Relative sensitivity seems somehow higher in Qvintip compared to HerSwab, HPV self-sampling versus HPV test on clinician-taken samples (83.1/94.4 = 0.88 vs. 75.0/94.3 = 0.80) as well as in HPV self-sampling versus cytology (83.1/71.8 = 1.16 vs. 75.0/71.7 = 1.05). However, relative specificity seems slightly higher in HerSwab compared to Qvintip, HPV self-sampling versus HPV test on clinician-taken samples (51.3/57.5 = 0.89 vs. 47.7/44.4 = 1.07), as well as in HPV self-sampling versus cytology (51.3/75.0 = 0.68 vs. 47.7/46.7 = 1.02).

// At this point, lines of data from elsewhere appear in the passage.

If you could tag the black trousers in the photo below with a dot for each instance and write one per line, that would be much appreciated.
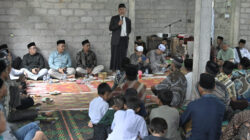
(118, 52)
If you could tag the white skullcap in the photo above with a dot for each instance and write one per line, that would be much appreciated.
(162, 47)
(139, 48)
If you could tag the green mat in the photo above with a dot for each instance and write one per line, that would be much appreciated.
(71, 125)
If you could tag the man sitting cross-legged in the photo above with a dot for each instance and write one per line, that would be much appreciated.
(33, 63)
(26, 132)
(176, 82)
(205, 113)
(86, 60)
(60, 63)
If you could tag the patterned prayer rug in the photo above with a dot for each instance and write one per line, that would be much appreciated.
(71, 125)
(67, 102)
(149, 82)
(63, 87)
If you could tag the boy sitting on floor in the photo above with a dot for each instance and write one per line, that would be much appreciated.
(158, 128)
(130, 92)
(97, 109)
(127, 125)
(115, 103)
(168, 113)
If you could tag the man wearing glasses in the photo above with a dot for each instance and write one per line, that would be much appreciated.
(33, 63)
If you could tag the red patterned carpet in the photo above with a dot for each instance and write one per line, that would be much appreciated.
(73, 96)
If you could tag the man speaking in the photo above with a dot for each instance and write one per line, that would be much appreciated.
(121, 28)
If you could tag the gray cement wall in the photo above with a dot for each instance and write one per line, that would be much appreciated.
(46, 21)
(153, 15)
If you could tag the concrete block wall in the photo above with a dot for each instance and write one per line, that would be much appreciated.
(222, 25)
(46, 21)
(153, 15)
(244, 29)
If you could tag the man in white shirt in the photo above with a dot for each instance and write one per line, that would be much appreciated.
(188, 63)
(97, 109)
(127, 125)
(120, 26)
(241, 51)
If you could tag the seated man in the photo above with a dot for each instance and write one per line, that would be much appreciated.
(131, 82)
(206, 113)
(220, 90)
(139, 59)
(16, 61)
(225, 54)
(224, 78)
(176, 82)
(180, 50)
(60, 62)
(33, 63)
(241, 79)
(27, 132)
(86, 60)
(168, 113)
(5, 53)
(142, 43)
(120, 76)
(241, 51)
(157, 59)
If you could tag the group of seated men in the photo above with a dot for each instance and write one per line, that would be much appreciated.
(212, 102)
(223, 52)
(173, 92)
(33, 63)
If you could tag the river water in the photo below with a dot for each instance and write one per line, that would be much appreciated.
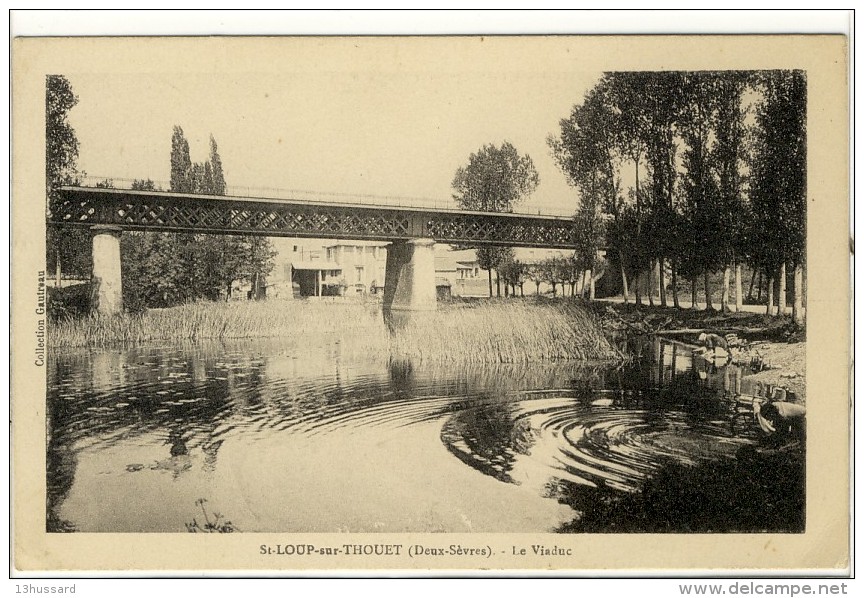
(278, 439)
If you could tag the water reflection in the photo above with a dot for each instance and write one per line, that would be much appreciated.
(284, 439)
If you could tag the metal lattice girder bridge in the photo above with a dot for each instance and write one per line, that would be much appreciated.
(164, 211)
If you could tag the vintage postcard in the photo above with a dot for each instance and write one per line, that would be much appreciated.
(480, 303)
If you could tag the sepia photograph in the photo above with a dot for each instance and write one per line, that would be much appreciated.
(430, 302)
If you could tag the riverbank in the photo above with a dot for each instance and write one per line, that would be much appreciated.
(775, 343)
(496, 331)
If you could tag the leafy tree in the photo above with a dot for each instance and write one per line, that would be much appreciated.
(779, 180)
(494, 180)
(66, 247)
(728, 158)
(587, 155)
(514, 272)
(706, 244)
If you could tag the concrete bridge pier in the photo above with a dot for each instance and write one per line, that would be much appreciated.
(106, 281)
(409, 284)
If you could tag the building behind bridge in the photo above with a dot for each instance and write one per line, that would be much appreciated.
(322, 268)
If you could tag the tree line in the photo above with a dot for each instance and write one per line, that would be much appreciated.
(159, 269)
(679, 175)
(691, 173)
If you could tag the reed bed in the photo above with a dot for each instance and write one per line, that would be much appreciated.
(506, 331)
(502, 331)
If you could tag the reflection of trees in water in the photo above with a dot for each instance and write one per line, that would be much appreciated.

The sensitivity of cytology and HPV test on clinician-taken samples in our colposcopy study were similar between the Qvintip (71.8% and 94.4%) and HerSwab group (71.7% and 94.3%) and higher than in the recent Cochrane database systematic review of comparisons of HC2 results versus conventional cytology (ASC-US+ threshold) in the general population, where the pooled sensitivity of cytology was 62.5% and for HPV test on clinician-taken samples 89.9%.33

In a CASSIS study cytology ASC-US+ was 80.2% sensitive and 61.4% specific for CIN2+.24 The systematic review and meta-analysis in low and middle-income countries included more than 700 cervical cancers from 23 studies and found pooled sensitivity of cytology for cancer 79.4% at a cut-off HSIL+.34 On the other hand, Greek study authors reported about a very low sensitivity of cytology, 13.6% at cut-off HSIL.35

It is known that cervical cytology has limited sensitivity and that results may vary between different pathologists and laboratories and that HPV testing detects more cervical intraepithelial neo-plasia than cytology. Therefore, some countries (Netherlands, Great Britain) implemented HPV testing as a primary screening test.36, 37 Randomised clinical trials were conducted in many developed countries to evaluate primary HPV testing for cervical cancer screening in an organized program setting.

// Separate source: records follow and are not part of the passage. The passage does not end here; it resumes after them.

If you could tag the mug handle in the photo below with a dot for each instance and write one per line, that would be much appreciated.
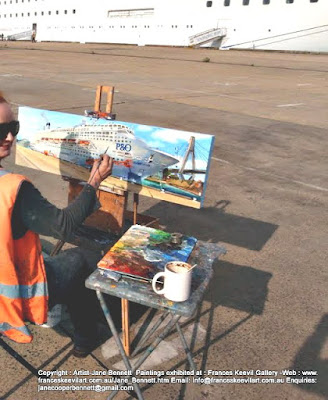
(158, 275)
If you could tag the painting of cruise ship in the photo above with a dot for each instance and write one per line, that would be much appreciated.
(286, 25)
(162, 163)
(81, 145)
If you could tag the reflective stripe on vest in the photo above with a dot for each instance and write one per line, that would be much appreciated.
(25, 291)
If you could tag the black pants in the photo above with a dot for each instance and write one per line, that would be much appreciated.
(66, 275)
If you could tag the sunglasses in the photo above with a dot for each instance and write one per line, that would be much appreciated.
(6, 127)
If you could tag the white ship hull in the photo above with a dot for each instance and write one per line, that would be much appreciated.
(299, 25)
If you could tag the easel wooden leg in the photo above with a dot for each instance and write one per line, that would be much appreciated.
(124, 302)
(126, 326)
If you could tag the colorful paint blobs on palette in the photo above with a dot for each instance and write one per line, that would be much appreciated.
(143, 251)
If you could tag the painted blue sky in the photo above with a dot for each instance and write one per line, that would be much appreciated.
(174, 142)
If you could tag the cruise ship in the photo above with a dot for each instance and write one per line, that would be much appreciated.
(285, 25)
(81, 145)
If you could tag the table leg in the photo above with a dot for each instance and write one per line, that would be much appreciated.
(151, 348)
(148, 334)
(118, 343)
(186, 347)
(125, 326)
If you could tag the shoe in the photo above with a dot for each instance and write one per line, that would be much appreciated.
(81, 351)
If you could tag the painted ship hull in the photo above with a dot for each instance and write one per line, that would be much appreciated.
(133, 158)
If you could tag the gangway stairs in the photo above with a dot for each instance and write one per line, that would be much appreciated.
(20, 35)
(207, 36)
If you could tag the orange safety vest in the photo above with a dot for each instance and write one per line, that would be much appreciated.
(23, 282)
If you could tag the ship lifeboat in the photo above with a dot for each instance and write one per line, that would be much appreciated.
(125, 163)
(83, 142)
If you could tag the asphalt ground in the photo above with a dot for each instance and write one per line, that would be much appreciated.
(266, 202)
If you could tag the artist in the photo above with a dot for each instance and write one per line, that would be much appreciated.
(30, 286)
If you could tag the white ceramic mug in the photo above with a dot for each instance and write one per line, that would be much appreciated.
(177, 281)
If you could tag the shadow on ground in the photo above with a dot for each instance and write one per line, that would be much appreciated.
(214, 224)
(309, 358)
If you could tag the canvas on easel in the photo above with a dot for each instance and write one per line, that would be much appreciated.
(165, 164)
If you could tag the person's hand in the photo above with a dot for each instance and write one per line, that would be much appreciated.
(101, 169)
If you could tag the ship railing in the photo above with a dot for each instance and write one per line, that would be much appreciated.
(207, 36)
(20, 35)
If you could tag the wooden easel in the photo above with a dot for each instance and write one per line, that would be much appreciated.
(112, 214)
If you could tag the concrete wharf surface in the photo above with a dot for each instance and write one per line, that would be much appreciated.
(266, 308)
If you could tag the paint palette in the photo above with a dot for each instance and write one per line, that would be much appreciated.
(142, 252)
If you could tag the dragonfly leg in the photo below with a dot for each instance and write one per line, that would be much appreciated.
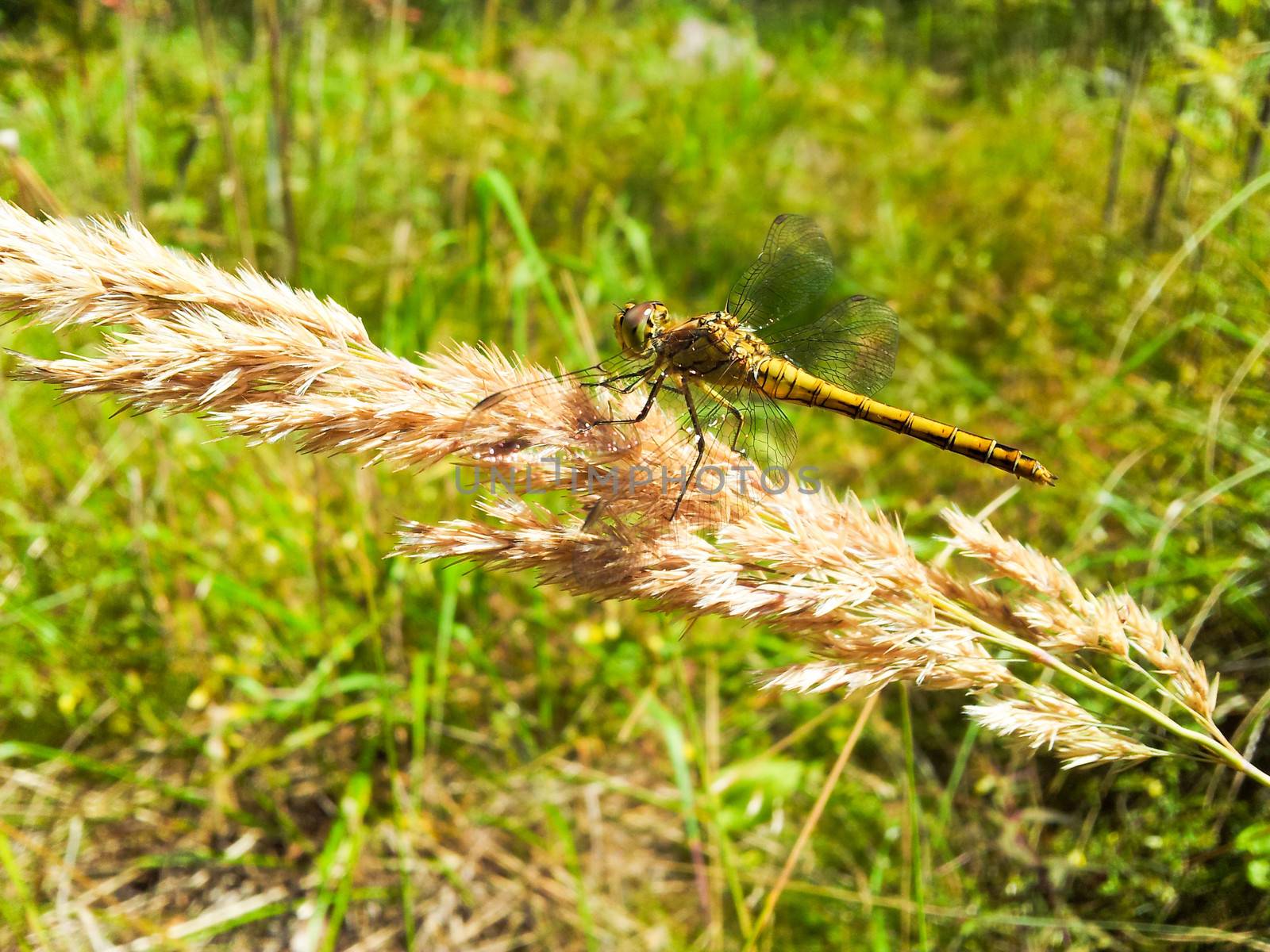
(639, 418)
(702, 448)
(635, 378)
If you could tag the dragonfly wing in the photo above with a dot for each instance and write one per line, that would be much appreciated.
(793, 272)
(852, 346)
(742, 419)
(565, 413)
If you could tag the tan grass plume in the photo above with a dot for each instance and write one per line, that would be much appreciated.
(266, 362)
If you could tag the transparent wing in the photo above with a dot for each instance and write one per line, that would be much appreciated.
(793, 272)
(563, 414)
(852, 346)
(746, 420)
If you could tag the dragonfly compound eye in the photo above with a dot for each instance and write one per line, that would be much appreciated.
(634, 325)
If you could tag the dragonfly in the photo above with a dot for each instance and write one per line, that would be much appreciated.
(728, 372)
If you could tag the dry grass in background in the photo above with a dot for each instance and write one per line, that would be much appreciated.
(267, 362)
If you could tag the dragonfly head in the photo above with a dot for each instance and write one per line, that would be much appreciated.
(635, 324)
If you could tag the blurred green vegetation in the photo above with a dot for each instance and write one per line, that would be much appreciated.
(221, 616)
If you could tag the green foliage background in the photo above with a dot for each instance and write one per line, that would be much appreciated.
(503, 173)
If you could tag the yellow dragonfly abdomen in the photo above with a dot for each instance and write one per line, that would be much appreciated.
(783, 380)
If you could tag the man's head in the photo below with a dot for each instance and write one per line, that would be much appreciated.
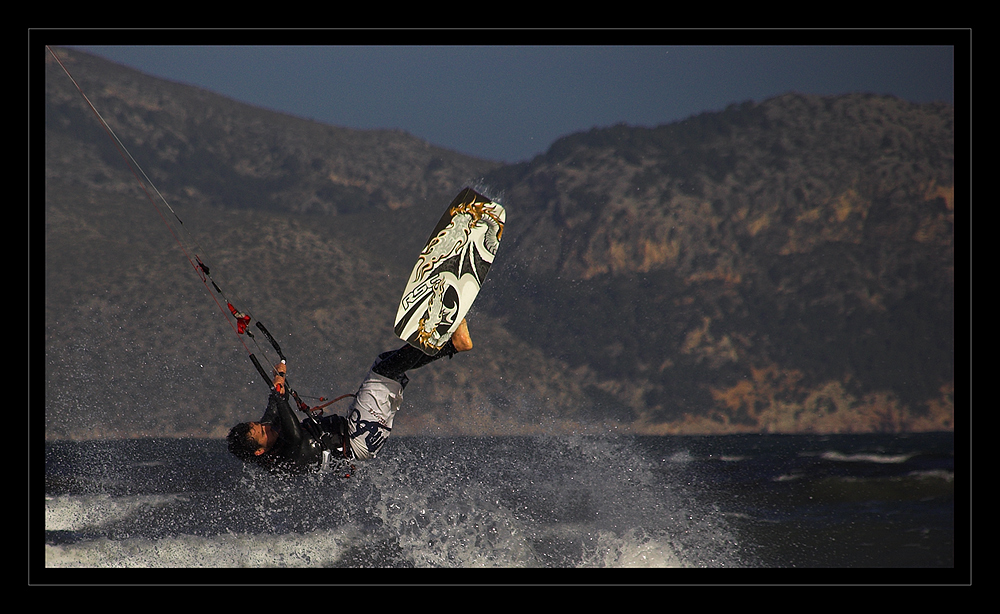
(248, 440)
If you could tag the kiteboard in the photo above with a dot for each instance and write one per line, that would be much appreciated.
(450, 271)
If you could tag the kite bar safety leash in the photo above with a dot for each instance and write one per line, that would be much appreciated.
(241, 319)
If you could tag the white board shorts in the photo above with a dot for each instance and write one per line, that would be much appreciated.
(369, 418)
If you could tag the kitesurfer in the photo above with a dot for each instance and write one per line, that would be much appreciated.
(279, 442)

However, HPV testing has limitations. One of them is natural history of HPV infection, which is very common in young, sexually active women, but in majority of cases the infection is transient. Therefore, is not reasonable to use HPV testing for cervical screening in young women. Also, in elderly women positive HPV test does not necessarily imply the presence of precancerous cervical lesion. On the other hand, women with negative HPV test, have an extremely low risk of developing cervical cancer.

The European Guidelines do not recommend primary HPV screening before the age of 30 and are in favour of screening starting at the age of 35. Since HPV testing on self-taken samples is less accurate than on clinician-taken samples, self-sampling is recommended only for non-attenders in local settings.38 As HPV testing has a higher sensitivity than cytology in elderly population39, 40, 41, self-sampling and HPV testing may be a good alternative for non-attenders to cervical screening in this age group.

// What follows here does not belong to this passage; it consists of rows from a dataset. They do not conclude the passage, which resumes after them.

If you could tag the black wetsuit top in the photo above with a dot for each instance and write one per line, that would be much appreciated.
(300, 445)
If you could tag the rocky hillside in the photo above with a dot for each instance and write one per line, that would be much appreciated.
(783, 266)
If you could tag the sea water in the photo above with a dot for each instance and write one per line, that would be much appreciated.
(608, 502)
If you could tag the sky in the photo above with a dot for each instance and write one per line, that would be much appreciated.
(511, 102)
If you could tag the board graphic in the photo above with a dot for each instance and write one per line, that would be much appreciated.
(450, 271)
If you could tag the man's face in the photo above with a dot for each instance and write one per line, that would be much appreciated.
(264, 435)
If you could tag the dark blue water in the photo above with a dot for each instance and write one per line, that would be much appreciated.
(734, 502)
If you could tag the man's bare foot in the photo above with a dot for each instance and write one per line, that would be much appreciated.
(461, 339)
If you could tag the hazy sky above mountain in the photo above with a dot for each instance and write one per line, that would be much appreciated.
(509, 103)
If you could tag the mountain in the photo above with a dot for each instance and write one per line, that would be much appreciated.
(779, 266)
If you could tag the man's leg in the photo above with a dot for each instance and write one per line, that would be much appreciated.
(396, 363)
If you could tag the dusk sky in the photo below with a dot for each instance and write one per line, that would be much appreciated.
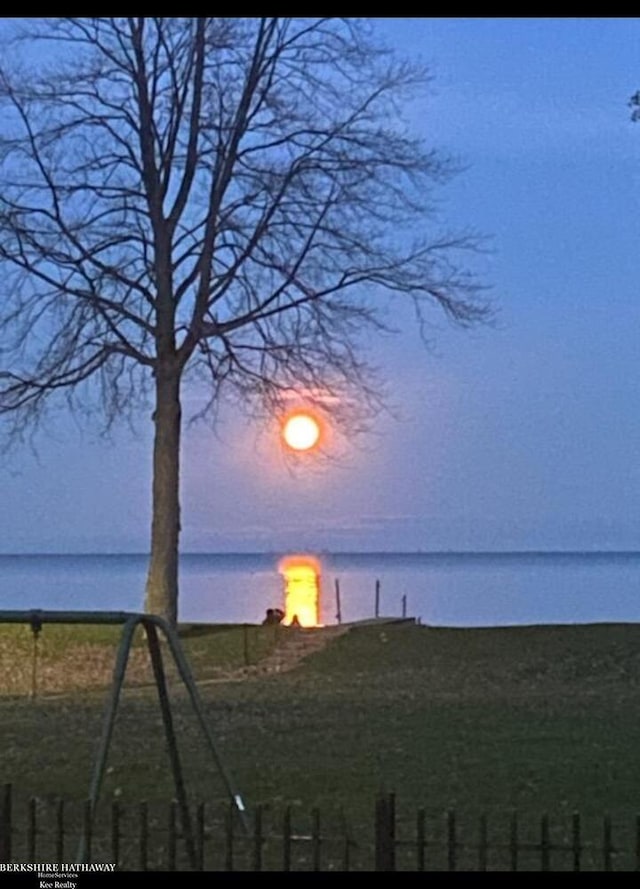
(520, 435)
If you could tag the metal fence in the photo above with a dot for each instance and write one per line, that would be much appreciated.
(149, 837)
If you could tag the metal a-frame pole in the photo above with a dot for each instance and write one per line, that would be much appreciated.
(150, 623)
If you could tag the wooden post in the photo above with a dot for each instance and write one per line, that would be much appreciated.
(576, 844)
(482, 843)
(200, 832)
(5, 825)
(452, 843)
(31, 830)
(60, 831)
(608, 849)
(545, 844)
(228, 824)
(385, 833)
(87, 830)
(258, 840)
(144, 836)
(172, 836)
(286, 840)
(115, 833)
(421, 839)
(315, 839)
(245, 644)
(513, 842)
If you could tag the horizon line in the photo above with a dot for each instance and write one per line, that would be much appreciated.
(340, 552)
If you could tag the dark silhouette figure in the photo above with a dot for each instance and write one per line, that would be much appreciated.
(273, 616)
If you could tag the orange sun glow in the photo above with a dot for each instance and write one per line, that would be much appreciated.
(302, 590)
(301, 431)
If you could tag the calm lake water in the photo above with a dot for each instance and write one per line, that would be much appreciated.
(446, 589)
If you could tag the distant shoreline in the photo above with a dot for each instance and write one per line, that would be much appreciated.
(345, 552)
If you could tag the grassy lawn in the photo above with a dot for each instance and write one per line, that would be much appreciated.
(534, 719)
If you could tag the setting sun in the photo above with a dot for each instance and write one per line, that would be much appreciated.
(301, 431)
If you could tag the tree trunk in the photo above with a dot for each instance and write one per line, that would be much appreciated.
(162, 579)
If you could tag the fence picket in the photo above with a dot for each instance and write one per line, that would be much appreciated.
(421, 840)
(482, 843)
(228, 824)
(60, 831)
(451, 841)
(316, 840)
(172, 840)
(6, 826)
(257, 839)
(200, 830)
(513, 842)
(286, 840)
(143, 836)
(31, 829)
(607, 843)
(544, 844)
(115, 833)
(460, 844)
(576, 844)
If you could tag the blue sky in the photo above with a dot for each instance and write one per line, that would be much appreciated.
(523, 435)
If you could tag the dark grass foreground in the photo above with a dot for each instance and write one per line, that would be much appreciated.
(534, 719)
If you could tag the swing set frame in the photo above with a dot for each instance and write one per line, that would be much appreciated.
(152, 626)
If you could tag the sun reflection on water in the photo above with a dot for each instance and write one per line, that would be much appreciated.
(301, 574)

Self-sampling for HPV testing was less accurate compared to HPV testing on clinician-taken samples; however, there was no statistically significant difference between two testers used in our study. Conventional cytology was found to have a lower sensitivity for CIN2+ than HPV testing. Our study included relatively young women with an average age below 40 and we assume that the difference in sensitivity may be even greater in elderly population. The self-sampled HPV test is no less sensitive than cytology and can be safely applied in non-responders to the national ZORA program. However, this kind of screening might also be more suitable for women who used to attend regular gynaecological check-ups.